Chapter 17 (death day)

The queen–it is the real queen–doesn’t take us to the palace. We go back to the building where I killed the glimmer insects.

“So I take it you’re the death mage,” the queen asks me, calmly, as the three of us tread through the building’s dark interior. “Is that how you made it go dark?”

“How’d you smash the table?” I return.

“I threw a rock,” she replies, pushing aside the curtain.

“I made it go dark because I killed the glimmer insects in the jar. It was either you or the insects, unless you happened to have a mushroom.”

“That sentence made no sense,” Rattle-bones immediately comments.

“You killed my glimmer insects?” the queen asks, and I think the sound of rustling means she’s knelt on the floor. “Why?”

“Because I thought you were jumping me,” I explain. “And I was already saying the words to make your muscles go limp. They had to go somewhere by that point.”

“How did weakened muscles kill them?” the queen whispers, the jar ringing on the stone floor.

“Well, hearts are muscles,” I say. “Insects have hearts. Since you’re a regular sized human, it would’ve stopped yours for about a blink and a half. Since they’re a fraction of a human, it stopped theirs for good.” I shrug. “Pretty basic math.”

“You call that math?” Rattle-bones asks. He’s still standing behind us, closer to the door.

“It’s math and language at the same time,” I shoot back.

“Looks like pointless killing to me,” the queen interrupts, rising to her feet. “I don’t know what she was thinking. Trusting a death mage and an old man.”

“Well,” Rattle-bones says slowly, “I do recall her saying it was hard to know who to trust.”

The queen’s footsteps pause. “I do too.” She brushes past me and marches out of the building.


“I think your glimmer insects have a plague,” I say, shift positions against the wall. The queen looks up from the dust in the sunlit doorway.

“I thought they were dead,” she motions to the jar with four black insect bodies lying at the bottom of it.

“They will be soon,” I glance at Rattle-bones, who is napping in the corner. “The ones under the palace, anyway.” I take another gulp of water from my clay cup, provided grudgingly from the queen’s large flask.
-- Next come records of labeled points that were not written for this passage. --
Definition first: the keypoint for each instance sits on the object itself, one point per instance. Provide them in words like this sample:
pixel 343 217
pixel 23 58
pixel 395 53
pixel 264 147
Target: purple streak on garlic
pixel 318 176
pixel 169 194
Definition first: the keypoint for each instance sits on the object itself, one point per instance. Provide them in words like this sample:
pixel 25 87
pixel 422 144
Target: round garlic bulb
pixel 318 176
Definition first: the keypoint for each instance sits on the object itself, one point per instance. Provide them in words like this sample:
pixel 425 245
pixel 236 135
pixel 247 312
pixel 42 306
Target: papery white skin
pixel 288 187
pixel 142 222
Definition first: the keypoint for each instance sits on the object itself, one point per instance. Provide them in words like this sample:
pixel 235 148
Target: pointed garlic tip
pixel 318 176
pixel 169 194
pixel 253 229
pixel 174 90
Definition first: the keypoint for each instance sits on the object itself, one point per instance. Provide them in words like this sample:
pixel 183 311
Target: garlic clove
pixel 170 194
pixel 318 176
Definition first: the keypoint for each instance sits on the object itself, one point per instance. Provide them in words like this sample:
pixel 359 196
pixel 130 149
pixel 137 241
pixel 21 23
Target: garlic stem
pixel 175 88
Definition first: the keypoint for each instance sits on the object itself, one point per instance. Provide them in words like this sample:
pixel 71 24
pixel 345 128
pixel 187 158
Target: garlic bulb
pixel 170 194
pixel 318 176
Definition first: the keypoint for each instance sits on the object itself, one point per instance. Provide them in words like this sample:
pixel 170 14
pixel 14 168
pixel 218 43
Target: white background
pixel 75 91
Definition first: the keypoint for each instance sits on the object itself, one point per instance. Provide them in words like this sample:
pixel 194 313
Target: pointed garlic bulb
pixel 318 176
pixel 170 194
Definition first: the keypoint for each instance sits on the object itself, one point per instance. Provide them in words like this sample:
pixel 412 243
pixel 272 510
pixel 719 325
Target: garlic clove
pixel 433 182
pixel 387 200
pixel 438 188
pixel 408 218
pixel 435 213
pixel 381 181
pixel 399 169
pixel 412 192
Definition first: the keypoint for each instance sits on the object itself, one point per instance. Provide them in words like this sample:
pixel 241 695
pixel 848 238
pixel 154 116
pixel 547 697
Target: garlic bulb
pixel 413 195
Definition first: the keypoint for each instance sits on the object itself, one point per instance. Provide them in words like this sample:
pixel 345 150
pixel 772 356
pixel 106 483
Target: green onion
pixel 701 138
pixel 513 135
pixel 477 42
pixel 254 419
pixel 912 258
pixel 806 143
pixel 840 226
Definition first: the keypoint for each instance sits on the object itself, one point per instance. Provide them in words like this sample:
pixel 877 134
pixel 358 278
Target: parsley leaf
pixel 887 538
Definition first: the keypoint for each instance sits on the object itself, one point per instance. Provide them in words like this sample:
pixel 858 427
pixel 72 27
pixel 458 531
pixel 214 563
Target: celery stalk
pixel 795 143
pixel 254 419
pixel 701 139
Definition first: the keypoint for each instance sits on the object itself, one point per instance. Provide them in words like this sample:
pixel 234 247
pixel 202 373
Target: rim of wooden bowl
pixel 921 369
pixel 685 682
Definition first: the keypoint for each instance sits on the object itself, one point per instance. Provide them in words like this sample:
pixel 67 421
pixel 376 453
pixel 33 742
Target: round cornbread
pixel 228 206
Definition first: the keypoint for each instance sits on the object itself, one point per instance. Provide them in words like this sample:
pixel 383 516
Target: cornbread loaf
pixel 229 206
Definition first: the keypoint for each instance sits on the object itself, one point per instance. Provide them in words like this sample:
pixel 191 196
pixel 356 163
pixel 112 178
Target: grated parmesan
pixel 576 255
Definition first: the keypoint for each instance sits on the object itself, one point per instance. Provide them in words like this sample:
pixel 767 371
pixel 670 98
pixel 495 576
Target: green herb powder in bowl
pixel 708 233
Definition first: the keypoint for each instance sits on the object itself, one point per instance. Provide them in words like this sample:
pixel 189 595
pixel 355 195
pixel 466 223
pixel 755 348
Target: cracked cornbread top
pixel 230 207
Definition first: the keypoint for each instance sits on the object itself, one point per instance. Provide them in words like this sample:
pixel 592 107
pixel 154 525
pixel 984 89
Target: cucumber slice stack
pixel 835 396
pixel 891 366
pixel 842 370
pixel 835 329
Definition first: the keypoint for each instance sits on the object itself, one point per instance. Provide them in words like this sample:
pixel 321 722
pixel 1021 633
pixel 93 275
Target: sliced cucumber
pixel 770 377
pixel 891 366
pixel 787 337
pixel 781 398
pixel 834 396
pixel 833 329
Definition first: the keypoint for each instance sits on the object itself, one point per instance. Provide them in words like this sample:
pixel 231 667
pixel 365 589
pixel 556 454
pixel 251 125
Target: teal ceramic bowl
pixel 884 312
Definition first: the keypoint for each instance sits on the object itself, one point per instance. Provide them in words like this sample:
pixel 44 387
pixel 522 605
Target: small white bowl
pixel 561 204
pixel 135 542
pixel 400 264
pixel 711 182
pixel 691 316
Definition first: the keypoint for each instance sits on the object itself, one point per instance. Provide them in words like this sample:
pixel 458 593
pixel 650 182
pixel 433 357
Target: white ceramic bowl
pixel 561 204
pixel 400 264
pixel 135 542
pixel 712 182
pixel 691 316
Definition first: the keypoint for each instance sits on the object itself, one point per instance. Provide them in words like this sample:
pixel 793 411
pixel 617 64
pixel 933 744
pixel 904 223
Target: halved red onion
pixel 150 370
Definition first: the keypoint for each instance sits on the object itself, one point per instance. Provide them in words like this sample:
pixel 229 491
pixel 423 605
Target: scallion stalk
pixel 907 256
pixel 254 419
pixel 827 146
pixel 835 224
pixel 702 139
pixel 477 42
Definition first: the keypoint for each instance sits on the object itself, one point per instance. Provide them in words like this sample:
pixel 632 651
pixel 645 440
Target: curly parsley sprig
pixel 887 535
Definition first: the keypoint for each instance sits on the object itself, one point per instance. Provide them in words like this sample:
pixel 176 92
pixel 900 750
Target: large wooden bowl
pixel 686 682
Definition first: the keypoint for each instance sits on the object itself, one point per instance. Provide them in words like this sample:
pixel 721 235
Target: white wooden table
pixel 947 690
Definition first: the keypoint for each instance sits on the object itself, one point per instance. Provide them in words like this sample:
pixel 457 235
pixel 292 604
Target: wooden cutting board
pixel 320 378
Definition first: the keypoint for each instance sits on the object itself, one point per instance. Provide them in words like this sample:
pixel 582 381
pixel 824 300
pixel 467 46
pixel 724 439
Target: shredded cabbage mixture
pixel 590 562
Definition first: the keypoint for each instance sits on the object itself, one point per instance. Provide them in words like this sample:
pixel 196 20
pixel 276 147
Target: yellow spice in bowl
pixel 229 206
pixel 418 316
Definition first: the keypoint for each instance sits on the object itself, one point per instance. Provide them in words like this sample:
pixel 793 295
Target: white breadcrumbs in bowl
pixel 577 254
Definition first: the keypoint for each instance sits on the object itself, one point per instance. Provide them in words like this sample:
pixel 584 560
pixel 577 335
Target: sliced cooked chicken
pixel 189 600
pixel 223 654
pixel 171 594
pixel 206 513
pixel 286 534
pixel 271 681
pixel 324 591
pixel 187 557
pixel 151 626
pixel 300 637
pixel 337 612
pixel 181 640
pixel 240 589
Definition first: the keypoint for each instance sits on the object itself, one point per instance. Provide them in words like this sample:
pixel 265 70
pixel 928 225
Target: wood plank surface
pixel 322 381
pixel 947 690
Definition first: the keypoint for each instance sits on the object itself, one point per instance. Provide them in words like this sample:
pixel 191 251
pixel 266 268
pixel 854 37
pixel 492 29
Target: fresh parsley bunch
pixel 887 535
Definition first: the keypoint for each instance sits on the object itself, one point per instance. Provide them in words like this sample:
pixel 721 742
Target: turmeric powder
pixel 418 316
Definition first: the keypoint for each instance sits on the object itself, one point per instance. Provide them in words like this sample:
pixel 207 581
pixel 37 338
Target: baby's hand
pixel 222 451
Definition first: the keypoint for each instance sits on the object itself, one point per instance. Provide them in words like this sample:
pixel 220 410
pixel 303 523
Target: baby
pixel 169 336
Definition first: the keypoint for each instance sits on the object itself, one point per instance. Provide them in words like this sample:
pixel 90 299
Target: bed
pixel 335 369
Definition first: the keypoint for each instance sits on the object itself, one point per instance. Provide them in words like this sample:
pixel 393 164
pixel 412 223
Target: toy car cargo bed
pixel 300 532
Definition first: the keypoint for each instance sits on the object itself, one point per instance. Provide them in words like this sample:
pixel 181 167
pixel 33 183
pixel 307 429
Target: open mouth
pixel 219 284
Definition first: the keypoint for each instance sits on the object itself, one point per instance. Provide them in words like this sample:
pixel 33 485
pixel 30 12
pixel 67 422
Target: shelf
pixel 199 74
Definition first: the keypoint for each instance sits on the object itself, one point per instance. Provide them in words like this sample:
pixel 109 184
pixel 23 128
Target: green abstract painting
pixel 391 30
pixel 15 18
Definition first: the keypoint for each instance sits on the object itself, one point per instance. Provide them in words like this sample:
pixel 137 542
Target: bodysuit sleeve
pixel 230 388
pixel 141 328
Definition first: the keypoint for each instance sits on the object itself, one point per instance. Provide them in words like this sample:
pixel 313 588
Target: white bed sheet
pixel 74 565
“How do you know that?” she asks.

I sigh. “I’m a death mage. How do you think I know?”

“I’ve got a plan,” Rattle-bones interrupts. “For how to get into the palace.”

Right. Because we promised the queen we would, since we’re drinking her water, eating her food, and preventing her from staying hidden inside the buildings because I killed her light source. Besides knocking her down in the middle of the street, we already walked through the open so we could find a more-illuminated building to sit inside of.

“What is it?” I ask, hesitant. I don’t think a single one of his “plans” have actually been plans yet.

“You do that fancy blood trick and pry the door open.”

I stare at him. “No.”

“Okay, we pound on the door until a guard comes.”

“Absolutely not,” the queen tells him.

“We hatch the royal avian egg, ride the bird to the palace’s peak, and break in through a window.”

My mouth hangs open. Does Rattle-bones know what he just said?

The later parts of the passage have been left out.